Scott Barstow created an interesting hack “Remote Lex” using Telestax and Amazon Lex. Amazon Lex is a service for building conversational interfaces into any application using voice and text. Lex provides the advanced deep learning functionalities of automatic speech recognition (ASR) for converting speech to text, and natural language understanding (NLU) to recognize the intent of the text, to enable you to build applications with highly engaging user experiences and lifelike conversational interactions. With Amazon Lex, the same deep learning technologies that power Amazon Alexa are now available to any developer, enabling you to quickly and easily build sophisticated, natural language, conversational bots (“chatbots”). Scott’s hack is a great example of how powerful Lex is becoming. I’m sure we’re going to see Amazon Lex pop-up much more this year in TADHack Global hacks.
You can see all the TADHack-mini Orlando videos here.
This weblog reviews the winners from TADHack-mini Orlando.
The Orlando technology and entrepreneurial communities are amazing, we received lots of local support:
- Code for Orlando fixes problems in one of Code for America’s three Focus Groups: Safety and Justice, Economic Welfare, and Healthy communities. You can read more about the focus groups here: https://www.codeforamerica.org/what/focus-areas.
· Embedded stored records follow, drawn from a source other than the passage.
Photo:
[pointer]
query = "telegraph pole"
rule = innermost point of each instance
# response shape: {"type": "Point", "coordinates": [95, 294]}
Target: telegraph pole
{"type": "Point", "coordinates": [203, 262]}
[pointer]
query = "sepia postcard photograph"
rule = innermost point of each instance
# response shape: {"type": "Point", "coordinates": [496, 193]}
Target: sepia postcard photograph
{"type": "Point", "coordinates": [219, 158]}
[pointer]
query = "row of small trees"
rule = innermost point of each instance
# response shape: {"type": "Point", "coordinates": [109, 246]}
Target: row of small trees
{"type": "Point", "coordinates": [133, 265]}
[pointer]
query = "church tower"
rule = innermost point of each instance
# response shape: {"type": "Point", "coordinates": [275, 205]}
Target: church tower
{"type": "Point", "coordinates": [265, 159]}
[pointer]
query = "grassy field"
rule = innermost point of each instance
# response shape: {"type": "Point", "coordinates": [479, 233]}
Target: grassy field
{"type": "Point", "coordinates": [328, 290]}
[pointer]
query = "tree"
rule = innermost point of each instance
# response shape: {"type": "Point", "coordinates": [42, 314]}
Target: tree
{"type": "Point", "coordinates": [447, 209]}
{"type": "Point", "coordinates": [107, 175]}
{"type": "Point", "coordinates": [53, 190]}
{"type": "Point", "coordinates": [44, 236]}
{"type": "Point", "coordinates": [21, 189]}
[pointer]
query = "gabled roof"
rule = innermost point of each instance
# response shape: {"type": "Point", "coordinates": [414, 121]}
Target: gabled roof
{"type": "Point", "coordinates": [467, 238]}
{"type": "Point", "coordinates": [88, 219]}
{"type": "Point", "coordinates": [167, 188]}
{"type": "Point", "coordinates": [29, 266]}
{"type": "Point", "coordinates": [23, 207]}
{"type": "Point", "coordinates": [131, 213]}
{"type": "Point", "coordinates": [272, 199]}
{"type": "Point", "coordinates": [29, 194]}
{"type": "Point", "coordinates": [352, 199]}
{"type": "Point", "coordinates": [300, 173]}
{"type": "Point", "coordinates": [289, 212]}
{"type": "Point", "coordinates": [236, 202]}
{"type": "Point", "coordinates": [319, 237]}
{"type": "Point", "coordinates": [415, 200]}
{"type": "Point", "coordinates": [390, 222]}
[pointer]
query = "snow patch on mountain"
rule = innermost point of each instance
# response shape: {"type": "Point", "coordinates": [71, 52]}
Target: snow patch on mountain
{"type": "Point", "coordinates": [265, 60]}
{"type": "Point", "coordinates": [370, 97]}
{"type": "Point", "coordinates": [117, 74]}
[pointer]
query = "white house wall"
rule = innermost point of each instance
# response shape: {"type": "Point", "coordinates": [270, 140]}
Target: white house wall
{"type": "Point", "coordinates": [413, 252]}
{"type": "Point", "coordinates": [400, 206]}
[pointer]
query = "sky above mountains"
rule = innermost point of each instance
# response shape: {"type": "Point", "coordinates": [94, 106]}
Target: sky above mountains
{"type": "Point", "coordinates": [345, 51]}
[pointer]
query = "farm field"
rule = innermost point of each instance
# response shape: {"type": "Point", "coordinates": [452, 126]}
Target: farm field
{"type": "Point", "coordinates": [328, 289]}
Erin and Andrew (Co-Captains of Code for Orlando) worked with us to help developers use the TADHack sponsors’ technology to make a difference for Orlando!
- Orlando Tech. Diane Court and her team listed on their event schedule, http://orlandotech.org/events/, and promoted us across their community.
- OrlandoJS. Bruno Genaro and his team provided TADHack with great support and guidance.
- IOT Orlando, led by Jared Mitchell Porcenaluk, has promoted us across the IoT community.
- Valencia College team, Bruno, Shibli, and Jerry, were TADHack winners.
- The Creative Entrepreneurs Orlando meet-up group promoted us across their members.
See you at TADHack Global, we’ll be launching registration soon. We finally updated the site to HTTPS, so registration will be secure.